На улице здорово подморозило, и мы не шли, а бежали. Я, стараясь не так далеко выбрасывать вперед длинные ноги, бежал впереди. Она еле поспевала за мной. Поскользнулась и чуть не упала. Схватилась за меня. Я поддержал и, как сильный, как мужчина, потом уже всю дорогу не выпускал ее руки. А на катке прежде всего учил, как встать на коньки, и подхватывал, когда, испуганная и неловкая, она вот-вот готова была полететь на лед. И когда с боязливым смехом все же падала, счастливый, я поднимал ее и, как маленькую, крепко брал за руку, не отпуская ни на шаг.

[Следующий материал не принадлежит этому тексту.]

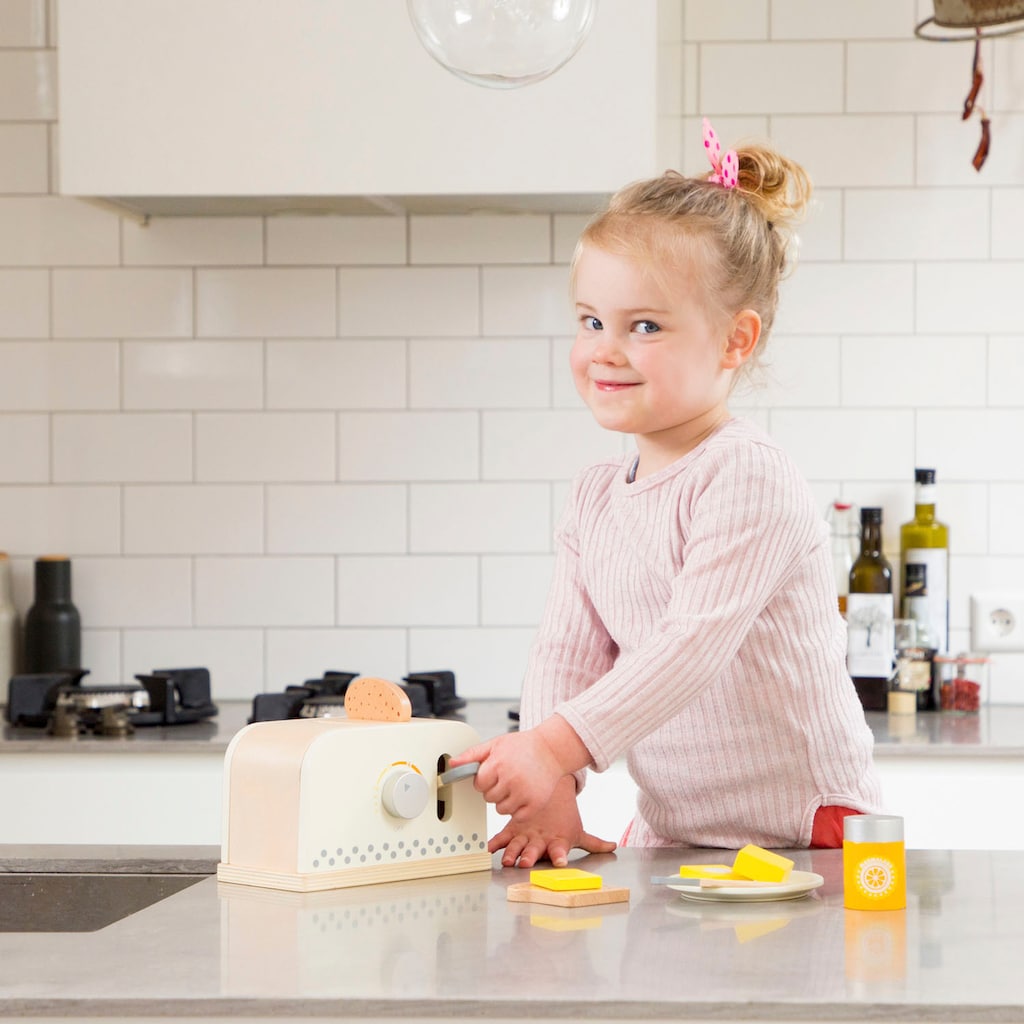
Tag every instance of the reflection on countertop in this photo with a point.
(997, 730)
(455, 947)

Как гордился я собой! И такой я сильный, и такой ловкий, и не только поддержать на льду могу, а даже на руки поднять, и кружиться, и какие угодно фигуры выписывать на руках с нею. Под эту вот песню:
Сердце, как хорошо на свете жить…
Но все же на это смелости не хватало. Да и неизвестно еще, как бы взглянула на такое Лидочка. Может, разозлилась бы и никогда больше не пошла бы со мной.

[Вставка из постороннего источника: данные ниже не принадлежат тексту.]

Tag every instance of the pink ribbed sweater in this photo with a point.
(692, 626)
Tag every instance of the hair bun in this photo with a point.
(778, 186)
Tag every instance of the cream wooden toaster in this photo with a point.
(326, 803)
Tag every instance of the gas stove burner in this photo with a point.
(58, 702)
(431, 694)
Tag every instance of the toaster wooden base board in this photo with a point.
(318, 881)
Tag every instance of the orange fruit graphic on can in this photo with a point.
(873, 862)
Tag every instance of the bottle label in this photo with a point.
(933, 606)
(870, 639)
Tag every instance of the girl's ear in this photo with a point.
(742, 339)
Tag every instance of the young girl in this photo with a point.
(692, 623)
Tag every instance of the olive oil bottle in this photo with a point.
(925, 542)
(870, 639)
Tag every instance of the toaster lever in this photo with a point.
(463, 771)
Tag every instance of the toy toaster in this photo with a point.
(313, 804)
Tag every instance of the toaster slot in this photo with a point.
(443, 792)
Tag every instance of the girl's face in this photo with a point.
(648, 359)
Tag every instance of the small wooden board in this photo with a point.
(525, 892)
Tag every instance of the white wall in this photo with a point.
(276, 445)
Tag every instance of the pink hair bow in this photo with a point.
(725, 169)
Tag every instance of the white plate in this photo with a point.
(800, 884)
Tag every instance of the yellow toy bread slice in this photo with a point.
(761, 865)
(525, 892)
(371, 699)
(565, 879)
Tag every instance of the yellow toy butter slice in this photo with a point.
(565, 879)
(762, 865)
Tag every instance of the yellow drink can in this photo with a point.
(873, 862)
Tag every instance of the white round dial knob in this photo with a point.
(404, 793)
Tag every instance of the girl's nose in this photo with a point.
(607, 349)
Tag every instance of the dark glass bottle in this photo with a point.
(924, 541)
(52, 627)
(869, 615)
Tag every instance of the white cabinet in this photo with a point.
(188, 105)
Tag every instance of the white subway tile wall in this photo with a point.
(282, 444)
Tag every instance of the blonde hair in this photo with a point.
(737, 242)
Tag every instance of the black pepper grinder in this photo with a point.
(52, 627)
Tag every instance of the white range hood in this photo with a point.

А так мы всю зиму ходили на каток вдвоем. И уже сама звала и ждала, если не успевал выучить уроки или занят был чем-нибудь.
Мама и Даша смеялись: «Поженим Андрея с Лидочкой». Смеялась вместе с ними и Лидочка. А я только краснел и злился.
Мне в ту зиму вообще очень легко и весело жилось на свете. И мама больше не сердилась на меня. И в школе ни разу не подрался ни с кем, никого не обидел, учился хорошо. Из упорных середняков вдруг вырвался почти в отличники и был надежно закреплен за этим авангардом. А что выделывал на уроках физкультуры, каким «солнцем» крутился на турнике, какими гирями «крестился»! От рождения был хилым и нескладным. А тут вдруг захотелось стать сильным и красивым. Силачом, о котором бы говорил город. И не просто силачом, который бревна ворочает или кули с мукой таскает. В мечтах видел я себя рыцарем. Живо представлял, как поздно вечером возвращается из читалки Лидочка, а на Чертовом мостике ей преграждает дорогу какой-то пьяный осел. Да что там пьяный, такого одним пальцем спихнешь в воду! Бандиты — и не один — не дают ей пройти. И как она испугалась, как бросилась бежать… Но куда денешься от этих железных ручищ. Лидочка рыдает, молит отпустить. А эти только зубы скалят. Ну, хорошо! Вы сейчас посмеетесь у меня! И р-раз! — только сверкнет в глазах — брык через перила в воду. Один… И… р-раз! — второй. И… р-раз! Кому еще тут смешно? Тебе? Получай и ты. Всё. Привет и поклон! Не забывайте, с кем имели дело. А Лидочка? Не плачь, раз я тут, чего плакать? Вот оно что — подвернула ногу, ступить не может. Ну, возьми меня за шею. Крепче, крепче! Мне не тяжело. Совсем не тяжело. Ты ж как пушинка. Как перышко. Только держи крепче, и я донесу тебя до самого дома.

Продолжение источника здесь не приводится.